Copenhagen impressed us at first like a Dutch city. The long quays covered with merchandise and lined with shipping, and, as we drove to our hotel, the vistas down side streets of canals filled with vessels, reminded us strongly of Amsterdam and the other Dutch dams we had visited.
In many European hotels the servant who conducts you to your room upon your arrival hands you a printed form to be filled out, giving information as to your place of birth, your age, where you came from, where you are going to, and your quality or profession. We had generally written tourist, traveller, or student in answer to the last, but as students are often classed with socialists and other suspicious characters, we registered this time that coveted European title—Rentier (a gentleman living on his income). Later, as we came out of the hotel, on a great black-board at the foot of the staircase we saw, in large letters, so that “he who ran could read,” Herr Rentier E., Herr Rentier K., against the number of our room, and the line of servants greeting us with obsequious bows gave us an exalted opinion of our own importance, but filled us with alarm when we thought of the fees that would be expected from gentlemen with titles associated with big money bags.
The great centre of the life and activity of the city is the Kongens Nytorv (King’s Market), a large square from which radiate thirteen streets. Trees surround a king’s statue in the centre, on the south side rises the National Theatre, the principal hotels and shops are in, or near, this square, and the greater part of the horse-car lines centre here. Walking down an adjacent street whose shop windows were filled with tempting displays of terracotta vases, statues, and reliefs, many of them being copies from Thorvaldsen’s works, we came to a large market place, where old women, wearing big white sunbonnets, with white handkerchiefs folded over their shoulders, sat in the open air behind piles of fruit and vegetables. Many of the market girls wore kid gloves, minus the finger ends; one girl, adorned with what were once delicate evening gloves, was selling cabbages, and from the coquettish manner in which she handled them with her soiled gloves, we judged that she considered herself the belle of the market.

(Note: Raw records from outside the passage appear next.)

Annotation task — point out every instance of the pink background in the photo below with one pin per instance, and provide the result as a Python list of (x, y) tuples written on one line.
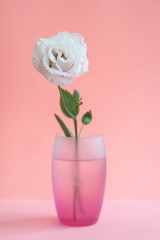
[(122, 88)]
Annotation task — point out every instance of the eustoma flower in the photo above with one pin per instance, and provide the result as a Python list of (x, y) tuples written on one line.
[(61, 58)]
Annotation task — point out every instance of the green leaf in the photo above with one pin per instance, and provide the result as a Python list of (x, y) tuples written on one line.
[(87, 117), (65, 129), (77, 97), (68, 104)]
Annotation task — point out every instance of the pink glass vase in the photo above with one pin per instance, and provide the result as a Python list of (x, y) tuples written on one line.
[(78, 178)]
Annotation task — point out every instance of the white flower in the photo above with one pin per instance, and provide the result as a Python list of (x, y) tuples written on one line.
[(61, 58)]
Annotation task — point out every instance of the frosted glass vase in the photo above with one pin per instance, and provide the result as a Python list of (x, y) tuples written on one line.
[(78, 178)]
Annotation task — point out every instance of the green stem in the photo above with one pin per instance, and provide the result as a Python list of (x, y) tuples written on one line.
[(75, 128)]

Near by is the Christiansborg Palace, which was partially destroyed by fire in 1884. Most of the walls are still standing, but the interior was completely destroyed. In addition to the royal residence, the long range of buildings surrounding the spacious courts contained the Chambers of Parliament, the Royal Library and Picture Gallery; part of the collection in the last was saved from the flames.
Looking across the great Palace Square we see the tall tower of the Exchange one hundred and fifty feet high, the upper part of which is formed by four dragons, their tails twisted together high in air, until they gradually taper to a point. Tradition says that this curious spire was removed bodily from Kalmar in the south of Sweden.
At one side of the great ruined palace is the Thorvaldsen Museum, the chief attraction of Copenhagen, and the northern Mecca of all art-loving tourists.
Bertel Thorvaldsen was born in Copenhagen in 1770. His father was a ship carpenter and carver of figure heads, and as a child little Bertel went with him to the ship yards and assisted him in his work, showing so much intelligence, that at the age of eleven he entered the Free School of Art.